Expectation: You host sophisticated dinner parties
At this point, you probably expected to have really sophisticated social gatherings where you stood around with friends discussing life’s greatest secrets. Robert is sipping on scotch by the fireplace, Jill is in the back of the room arguing about something Socrates said and you’re pretending like you know what’s going on.
Reality: Cheap wine
But really, you and your friends are drinking cheap wine, eating pizza and crying over the boyfriends you don’t have.

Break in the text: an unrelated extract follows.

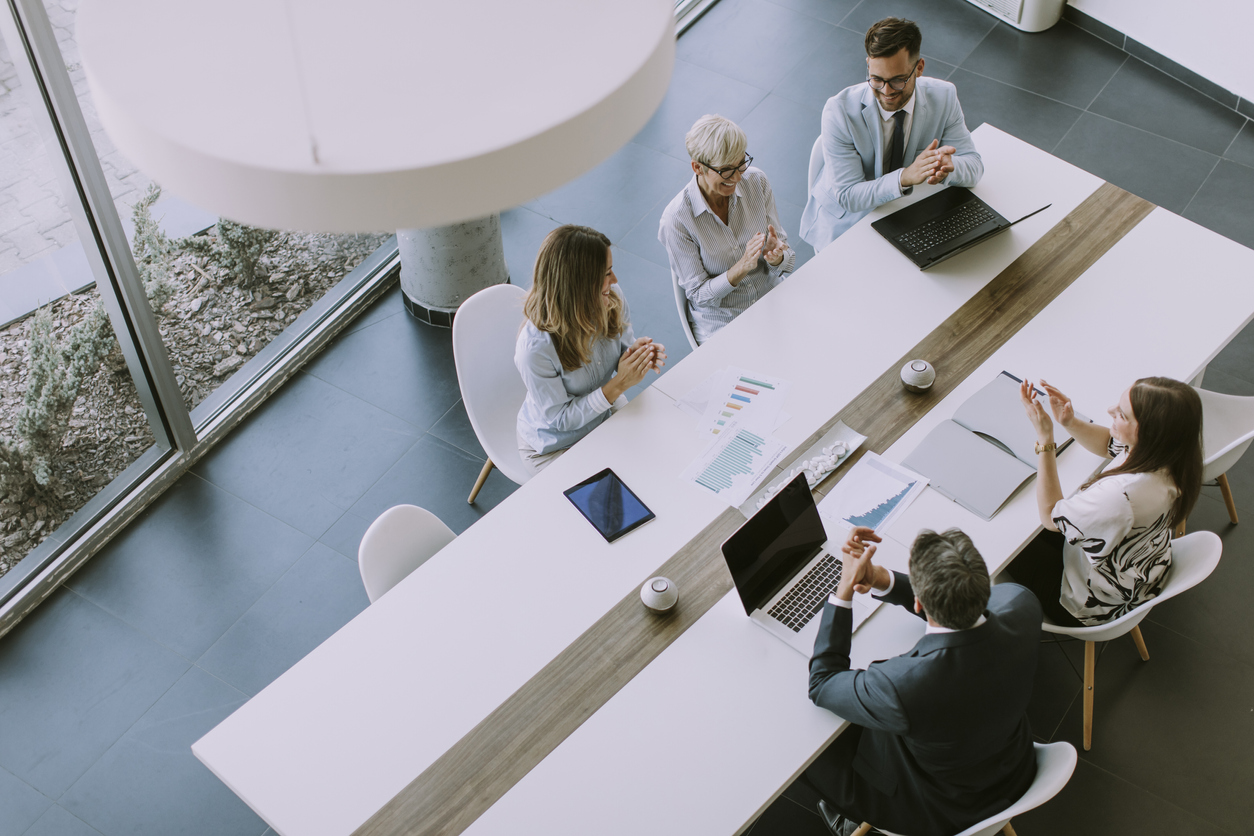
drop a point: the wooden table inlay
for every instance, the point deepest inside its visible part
(480, 767)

Expectation: You’re in the best shape of your life
So you’ve already gained and lost the freshman 15, but now it’s time for you to get into serious shape. You plan on being Victoria Secret Fashion Show ready by the end of college. You’ll go to the gym five days a week, and instead of checking out the hot guys lifting weights, you’re actually breaking a sweat.
Reality: What’s a gym?
Your workouts include dancing at the bar, speed walking away to avoid talking to that weirdo you matched with on Tinder and doing sit-ups to grab the remote to watch the Kardashians. You can’t miss their latest family drama, duh.

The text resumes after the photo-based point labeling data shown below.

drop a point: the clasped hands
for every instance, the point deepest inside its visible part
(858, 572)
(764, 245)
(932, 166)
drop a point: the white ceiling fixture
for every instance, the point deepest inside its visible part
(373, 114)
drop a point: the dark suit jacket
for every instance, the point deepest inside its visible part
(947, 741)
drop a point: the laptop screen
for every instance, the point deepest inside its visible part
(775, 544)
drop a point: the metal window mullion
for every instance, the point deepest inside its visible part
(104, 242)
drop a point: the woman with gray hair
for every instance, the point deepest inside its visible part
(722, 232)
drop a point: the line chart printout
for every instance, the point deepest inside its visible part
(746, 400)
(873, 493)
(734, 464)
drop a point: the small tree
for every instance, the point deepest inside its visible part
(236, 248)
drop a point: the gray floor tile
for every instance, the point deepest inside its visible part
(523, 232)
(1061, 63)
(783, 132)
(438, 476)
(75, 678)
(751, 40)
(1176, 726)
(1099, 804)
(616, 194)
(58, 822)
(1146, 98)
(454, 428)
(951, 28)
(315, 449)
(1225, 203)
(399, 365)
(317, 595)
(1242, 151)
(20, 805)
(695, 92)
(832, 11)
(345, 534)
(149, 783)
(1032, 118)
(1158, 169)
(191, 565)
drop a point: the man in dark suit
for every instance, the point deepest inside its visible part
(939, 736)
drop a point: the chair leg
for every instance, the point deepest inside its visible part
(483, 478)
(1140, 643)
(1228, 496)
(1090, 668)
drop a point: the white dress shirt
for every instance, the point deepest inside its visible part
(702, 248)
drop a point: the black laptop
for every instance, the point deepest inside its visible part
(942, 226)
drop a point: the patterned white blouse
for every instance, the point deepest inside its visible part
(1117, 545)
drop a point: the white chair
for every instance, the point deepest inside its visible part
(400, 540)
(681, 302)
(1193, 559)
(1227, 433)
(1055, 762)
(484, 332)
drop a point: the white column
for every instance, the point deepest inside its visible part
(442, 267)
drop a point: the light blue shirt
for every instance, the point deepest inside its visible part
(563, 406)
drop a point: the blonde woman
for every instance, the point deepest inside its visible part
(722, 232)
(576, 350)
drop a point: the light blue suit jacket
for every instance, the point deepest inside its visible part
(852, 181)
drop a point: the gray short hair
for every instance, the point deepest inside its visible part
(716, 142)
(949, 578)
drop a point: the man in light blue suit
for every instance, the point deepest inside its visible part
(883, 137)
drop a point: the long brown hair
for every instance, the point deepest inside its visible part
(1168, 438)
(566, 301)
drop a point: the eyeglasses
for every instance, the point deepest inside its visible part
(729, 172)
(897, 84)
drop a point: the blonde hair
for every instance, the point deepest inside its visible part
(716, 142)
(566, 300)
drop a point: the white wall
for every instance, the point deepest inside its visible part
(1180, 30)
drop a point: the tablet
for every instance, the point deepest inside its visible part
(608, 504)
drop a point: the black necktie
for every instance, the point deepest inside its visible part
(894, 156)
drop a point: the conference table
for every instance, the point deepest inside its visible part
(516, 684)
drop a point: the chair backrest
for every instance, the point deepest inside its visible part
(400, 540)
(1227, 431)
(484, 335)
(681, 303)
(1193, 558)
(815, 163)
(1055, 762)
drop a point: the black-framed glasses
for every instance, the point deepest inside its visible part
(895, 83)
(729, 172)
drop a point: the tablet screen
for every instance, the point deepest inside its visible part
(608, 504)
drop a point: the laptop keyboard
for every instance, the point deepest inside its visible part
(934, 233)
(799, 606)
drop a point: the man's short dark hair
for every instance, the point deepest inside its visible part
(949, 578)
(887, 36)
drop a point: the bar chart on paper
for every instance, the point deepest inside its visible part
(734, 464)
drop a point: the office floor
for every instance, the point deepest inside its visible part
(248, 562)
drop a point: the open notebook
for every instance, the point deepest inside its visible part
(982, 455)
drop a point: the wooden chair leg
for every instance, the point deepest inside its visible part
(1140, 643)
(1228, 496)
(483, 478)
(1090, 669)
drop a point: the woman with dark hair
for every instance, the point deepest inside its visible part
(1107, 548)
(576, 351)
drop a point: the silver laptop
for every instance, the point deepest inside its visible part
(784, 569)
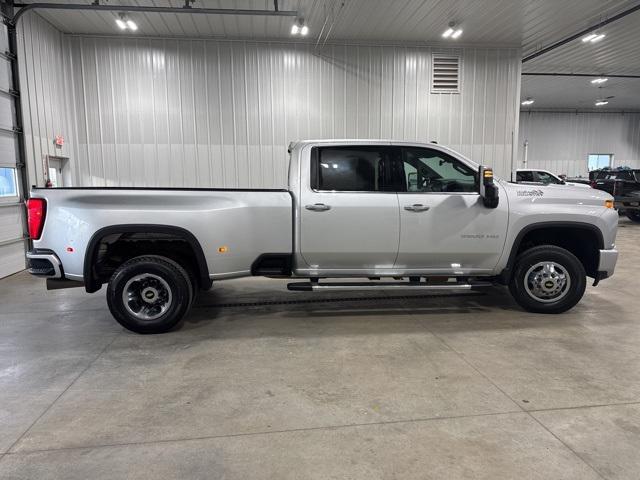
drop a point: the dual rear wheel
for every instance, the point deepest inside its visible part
(150, 294)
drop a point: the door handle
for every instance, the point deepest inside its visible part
(318, 207)
(416, 207)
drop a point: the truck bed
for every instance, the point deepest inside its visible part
(232, 226)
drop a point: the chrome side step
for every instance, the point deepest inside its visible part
(316, 286)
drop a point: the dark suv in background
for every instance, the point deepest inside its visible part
(624, 185)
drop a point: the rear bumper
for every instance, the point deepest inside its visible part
(607, 264)
(44, 263)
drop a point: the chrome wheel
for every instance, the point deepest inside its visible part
(147, 296)
(547, 282)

Expectation: You’re a gourmet chef
Your house is the go-to house for dinners. All of your friends are dying to try the new dish you made. You’ve finally perfected your filet mignon served over garlic mashed potatoes and asparagus.
Reality: Lots of pizza
Wrong, again. In October, you’re crying when all of your dining dollars are gone, so you end up eating out every night, praying for the new seamster to begin.
Expectation: Saving money is your specialty
Each month, you will have a budget where you dedicate a set amount of money for groceries, entertainment, gas and rent.
Reality: I’m broke
Unfortunately, you’re not Lil Dicky, so you haven’t mastered the art of saving money. Instead, midway through the month you open your bank account, squint your eyes and pray you have enough money to order pizza or go to dinner.
Expectation: Marriage
I’m from the South and girls like to settle down really early here. Like, seriously early. They step foot on campus and are already on the prowl for their husband. So at this point, you thought you would be settling down with your bae and casually dropping subtle hints that you’re ready for him to pop the question.
Reality: More Tinder swiping
No, no, no – not the case. You’re currently swiping away on Tinder hoping the next guy doesn’t message you some cheesy/creepy pickup line. Or you’re busy photoshopping yourself with your celeb crush.
Basically, you still don’t feel like an adult and you’re just trying to figure out what your next steps are. And that’s okay. So go out with friends, eat a whole pizza by yourself (not often because you’ll regret it later), and binge watch Netflix.
Sure, the “real world” is around the corner, but we’ll worry about that later.